Sunday, 4 December 2011

Trees For Life (not just for Christmas)

Trees For Life is an environmental charity that's not only fighting deforestation but is actively engaged in reforestation in the Scottish Highlands. Britain used to be densely wooded and Trees For Life is trying to repair some of the centuries of damage done by humans clearing land for farming and unsustainably felling trees for fuel and building. Boyfriend and I like to have their diary every year in place of a calendar, but in trying to find a link to put here I've just discovered that there is no Trees For Life diary for 2012, and that the calendars have sold out already. Eheu! I hope they'll resume diary publication for 2013; as well as having a beautiful photograph for every week of the year, their diary is a consciousness-spreading tool, thanks to the inclusion of environmental anniversaries along with all the usual bank holidays and the like. On 4 December 2004 logging was suspended in the Philippines after 1,000 people were killed by flooding (deforestation causes floods), while on the same day in 2006 Brazil officially protected 15 million hectares of rainforest.
Old Trees For Life diaries are a protected species under my afore-mentioned policy of Not Throwing Anything Away, so I had a decent stash of green tree pictures to raid to make a festive wreath. (If you re-purpose 75% recycled paper, does that make it 175% recycled?) I don't go overboard on Christmas decorating but this wreath from The Red Thread looked like a quick and easy project that wouldn't involve driving myself mad or trashing the flat. I then drove myself mad and trashed the flat searching for the stapler (didn't find it - had to borrow one from my parents).

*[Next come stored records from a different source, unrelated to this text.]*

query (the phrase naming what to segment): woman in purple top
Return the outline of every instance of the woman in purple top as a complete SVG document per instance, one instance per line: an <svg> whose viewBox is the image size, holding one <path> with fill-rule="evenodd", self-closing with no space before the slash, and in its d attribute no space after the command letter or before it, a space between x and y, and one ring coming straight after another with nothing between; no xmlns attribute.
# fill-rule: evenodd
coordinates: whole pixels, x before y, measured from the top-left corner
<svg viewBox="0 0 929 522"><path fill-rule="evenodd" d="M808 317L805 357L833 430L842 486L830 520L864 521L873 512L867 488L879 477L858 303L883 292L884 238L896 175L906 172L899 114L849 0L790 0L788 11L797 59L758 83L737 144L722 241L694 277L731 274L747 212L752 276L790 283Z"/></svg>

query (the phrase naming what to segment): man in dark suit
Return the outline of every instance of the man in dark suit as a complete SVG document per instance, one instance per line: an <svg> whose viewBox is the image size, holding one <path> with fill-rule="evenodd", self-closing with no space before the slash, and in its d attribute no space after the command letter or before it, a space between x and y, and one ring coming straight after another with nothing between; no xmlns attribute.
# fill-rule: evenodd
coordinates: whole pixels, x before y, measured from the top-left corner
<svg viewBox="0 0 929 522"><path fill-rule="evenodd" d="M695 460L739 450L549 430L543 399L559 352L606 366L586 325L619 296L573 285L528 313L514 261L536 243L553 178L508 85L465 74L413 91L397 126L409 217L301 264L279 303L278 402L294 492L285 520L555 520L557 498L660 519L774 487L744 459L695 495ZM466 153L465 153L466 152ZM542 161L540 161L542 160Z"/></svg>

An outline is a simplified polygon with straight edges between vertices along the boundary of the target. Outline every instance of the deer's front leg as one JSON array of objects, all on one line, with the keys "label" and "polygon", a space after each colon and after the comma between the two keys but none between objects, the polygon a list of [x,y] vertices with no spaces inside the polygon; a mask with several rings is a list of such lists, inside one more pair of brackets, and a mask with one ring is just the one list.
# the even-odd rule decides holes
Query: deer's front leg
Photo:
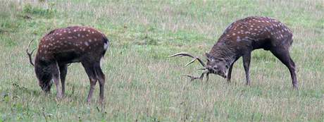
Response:
[{"label": "deer's front leg", "polygon": [[228,83],[230,83],[230,78],[232,78],[232,69],[233,68],[234,63],[237,61],[239,58],[237,58],[232,64],[230,64],[230,68],[228,69]]},{"label": "deer's front leg", "polygon": [[243,66],[245,71],[245,77],[247,78],[247,85],[250,85],[249,67],[251,61],[251,51],[243,55]]},{"label": "deer's front leg", "polygon": [[60,78],[61,83],[62,85],[62,97],[64,97],[66,92],[66,76],[68,73],[68,65],[67,64],[61,64],[59,65],[60,68]]},{"label": "deer's front leg", "polygon": [[62,91],[60,88],[60,71],[57,63],[51,66],[51,74],[53,75],[53,80],[54,81],[55,86],[56,87],[56,97],[58,99],[62,98]]}]

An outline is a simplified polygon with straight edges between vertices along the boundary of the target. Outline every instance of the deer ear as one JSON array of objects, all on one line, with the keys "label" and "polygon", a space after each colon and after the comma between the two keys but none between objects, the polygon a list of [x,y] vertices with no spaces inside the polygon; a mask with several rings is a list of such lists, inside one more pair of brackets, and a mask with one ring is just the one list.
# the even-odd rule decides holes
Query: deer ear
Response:
[{"label": "deer ear", "polygon": [[213,56],[209,54],[208,53],[205,53],[206,57],[207,57],[208,61],[211,61],[211,59],[213,59]]}]

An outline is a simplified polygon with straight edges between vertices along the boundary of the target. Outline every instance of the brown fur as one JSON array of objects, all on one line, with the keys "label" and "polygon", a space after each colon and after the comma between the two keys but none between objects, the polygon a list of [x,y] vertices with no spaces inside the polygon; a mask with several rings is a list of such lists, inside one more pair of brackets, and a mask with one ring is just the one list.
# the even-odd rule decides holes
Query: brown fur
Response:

It's our first winter in this home and the front door of our flat is on an indoor corridor, so I'm guessing that a paper wreath ought to survive the season (if it's hung out of the reach of the neighbours' stampeding wildebeest children) to be brought out again next year.

Mixed in with the Trees For Life leaves are a few from a National Geographic 2008 diary (they are much stingier with the pictures and that diary came with an utterly unnecessary plastic cover). The cardboard for the base of the wreath was from the packaging of an old Stargazer's Almanac (another annual fixture in these parts - and that very bright thing in the night sky at the moment isn't an unusually slow aeroplane, it's Jupiter).
I stuck a second cardboard doughnut over the back of the first one to hide the staples and make the wreath sturdier. I also trimmed the inside edge of the cardboard ring a bit after I'd finished attaching the leaves, because it was showing through in one or two places. I glued the last two leaves on (centre top) so that no staples would be visible. The little piece of red and silver Nepalese paper string was saved from a gift. I prefer to re-use materials when I make something that's purely decorative, because turning new resources into a completely non-functional object seems a bit wrong. But there are nearly always a few non-re-used elements (in sewing projects it's the thread, if nothing else). New materials used this time: staples, glue, a tiny twist of craft wire and a little hook to hold it to the door (the plastic hook is re-usable but will require a new sticky pad each time).
Could you find ways to make your seasonal decorating more green?